According to Digital Trends, the vehicles are U.S.-spec cars with 3.0-liter TDI V6 engine, which are typically under the hoods of Audi models like the A6, A7, A8, Q5, and Q7. The Environmental Protection Agency (EPA) and the California Resource Board (CARB) reported that the devices are in cars manufactured between 2009 and 2016.
The Economic Times wrote that Audi's chief executive and engineers met EPA officials last week and admitted that the defeat device software were installed in 3 liter diesel engines in sports utility cars of Audi, Porsche, and Volkswagen. Meanwhile, VW denied the allegation early November saying that there were no software in the said cars to manipulate emissions results.
Audi said, "One of them is regarded as a defeat device according to applicable US law. Specifically, this is the software for the temperature conditioning of the exhaust-gas cleaning system."
In a report by the Financial Times, this new information is going to weaken VW's statement that the problem is only limited to a group of engineers. The giant car manufacturer has already admitted that it installed defeat devices in 11 million diesel cars all over the world.
VW is also facing a third emissions problem after admitting that 800,000 cars were sold with a pitch of low carbon dioxide level and high fuel efficiency.

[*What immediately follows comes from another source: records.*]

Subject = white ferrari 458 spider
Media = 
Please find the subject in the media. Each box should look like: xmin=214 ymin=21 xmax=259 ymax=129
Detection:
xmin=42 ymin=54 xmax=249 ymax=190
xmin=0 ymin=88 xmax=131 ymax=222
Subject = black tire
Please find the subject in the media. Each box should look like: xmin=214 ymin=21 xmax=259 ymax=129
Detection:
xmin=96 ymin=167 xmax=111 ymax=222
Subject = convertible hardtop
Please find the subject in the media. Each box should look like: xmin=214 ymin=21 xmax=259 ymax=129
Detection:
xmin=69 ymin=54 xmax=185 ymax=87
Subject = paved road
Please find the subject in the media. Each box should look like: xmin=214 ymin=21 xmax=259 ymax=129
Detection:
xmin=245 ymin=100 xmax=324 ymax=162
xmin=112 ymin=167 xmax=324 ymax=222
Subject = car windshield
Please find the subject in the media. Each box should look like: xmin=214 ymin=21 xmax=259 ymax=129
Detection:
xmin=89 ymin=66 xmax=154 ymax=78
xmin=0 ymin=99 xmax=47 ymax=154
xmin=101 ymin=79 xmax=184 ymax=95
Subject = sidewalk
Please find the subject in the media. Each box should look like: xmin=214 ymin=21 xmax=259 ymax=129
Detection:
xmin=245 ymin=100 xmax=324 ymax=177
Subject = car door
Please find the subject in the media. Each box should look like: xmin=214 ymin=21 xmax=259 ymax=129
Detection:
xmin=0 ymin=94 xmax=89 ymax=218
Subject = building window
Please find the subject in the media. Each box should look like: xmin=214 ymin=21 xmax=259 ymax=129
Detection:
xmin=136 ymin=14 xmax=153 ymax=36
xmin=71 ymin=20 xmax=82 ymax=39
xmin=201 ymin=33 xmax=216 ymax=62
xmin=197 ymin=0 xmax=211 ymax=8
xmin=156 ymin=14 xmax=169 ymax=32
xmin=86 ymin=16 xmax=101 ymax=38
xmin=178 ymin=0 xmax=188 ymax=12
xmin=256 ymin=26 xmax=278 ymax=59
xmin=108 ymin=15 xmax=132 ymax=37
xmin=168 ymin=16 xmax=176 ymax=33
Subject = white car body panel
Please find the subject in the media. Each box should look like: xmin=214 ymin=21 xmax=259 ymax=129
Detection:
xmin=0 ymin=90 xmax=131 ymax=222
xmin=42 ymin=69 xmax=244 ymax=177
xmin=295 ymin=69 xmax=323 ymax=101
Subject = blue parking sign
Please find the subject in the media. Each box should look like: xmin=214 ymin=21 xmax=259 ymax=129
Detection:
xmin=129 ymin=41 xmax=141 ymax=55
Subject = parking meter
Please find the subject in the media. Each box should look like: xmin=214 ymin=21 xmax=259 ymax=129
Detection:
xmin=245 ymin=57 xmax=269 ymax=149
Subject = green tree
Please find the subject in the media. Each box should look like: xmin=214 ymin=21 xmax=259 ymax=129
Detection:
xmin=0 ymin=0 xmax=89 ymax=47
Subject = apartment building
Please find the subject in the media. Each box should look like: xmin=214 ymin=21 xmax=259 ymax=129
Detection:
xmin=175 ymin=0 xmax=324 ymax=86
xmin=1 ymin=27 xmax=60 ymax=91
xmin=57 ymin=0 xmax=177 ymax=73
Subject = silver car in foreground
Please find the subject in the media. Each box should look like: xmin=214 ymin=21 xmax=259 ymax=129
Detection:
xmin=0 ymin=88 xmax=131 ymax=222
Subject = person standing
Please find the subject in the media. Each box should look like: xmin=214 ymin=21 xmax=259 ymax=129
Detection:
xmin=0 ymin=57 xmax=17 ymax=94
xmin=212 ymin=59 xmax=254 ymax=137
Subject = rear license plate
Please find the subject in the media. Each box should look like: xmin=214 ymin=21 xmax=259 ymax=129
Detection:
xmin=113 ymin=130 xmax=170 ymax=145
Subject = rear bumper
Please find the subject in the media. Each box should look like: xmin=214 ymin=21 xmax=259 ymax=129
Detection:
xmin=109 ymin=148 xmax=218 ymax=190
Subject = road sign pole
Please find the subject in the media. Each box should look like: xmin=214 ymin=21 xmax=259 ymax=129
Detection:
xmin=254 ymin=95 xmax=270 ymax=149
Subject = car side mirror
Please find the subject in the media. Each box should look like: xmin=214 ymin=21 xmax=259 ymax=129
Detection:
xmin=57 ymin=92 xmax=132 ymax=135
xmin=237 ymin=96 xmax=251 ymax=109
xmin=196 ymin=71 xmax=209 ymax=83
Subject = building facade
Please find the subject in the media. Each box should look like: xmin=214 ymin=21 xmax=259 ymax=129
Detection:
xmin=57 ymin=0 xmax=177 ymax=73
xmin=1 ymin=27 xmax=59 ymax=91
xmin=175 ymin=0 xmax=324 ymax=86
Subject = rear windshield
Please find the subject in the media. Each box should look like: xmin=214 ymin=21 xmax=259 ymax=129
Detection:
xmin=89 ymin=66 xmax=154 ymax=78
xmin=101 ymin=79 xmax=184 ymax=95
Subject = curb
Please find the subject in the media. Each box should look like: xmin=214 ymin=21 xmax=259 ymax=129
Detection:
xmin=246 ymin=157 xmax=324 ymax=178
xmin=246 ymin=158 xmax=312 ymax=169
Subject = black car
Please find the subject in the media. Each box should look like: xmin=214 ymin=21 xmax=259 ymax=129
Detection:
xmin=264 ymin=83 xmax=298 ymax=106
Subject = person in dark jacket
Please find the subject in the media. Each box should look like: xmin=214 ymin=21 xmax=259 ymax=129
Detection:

Audi announced Monday that it would voluntarily stop the sales of car models involved in the scandal until further notice. The car company would also update the software and provide a customer-friendly solution to the problem. VW and Porsche have also issued stop-sale order on their 3.0-liter TDI engine. Representatives from each company are working with federal authorities to solve the issue. Meanwhile, the EPA could fine Volkswagen Group $37,500 for each vehicle with the defeat device. This means the entire Dieselgate scandal could cost the company $21 billion in penalties.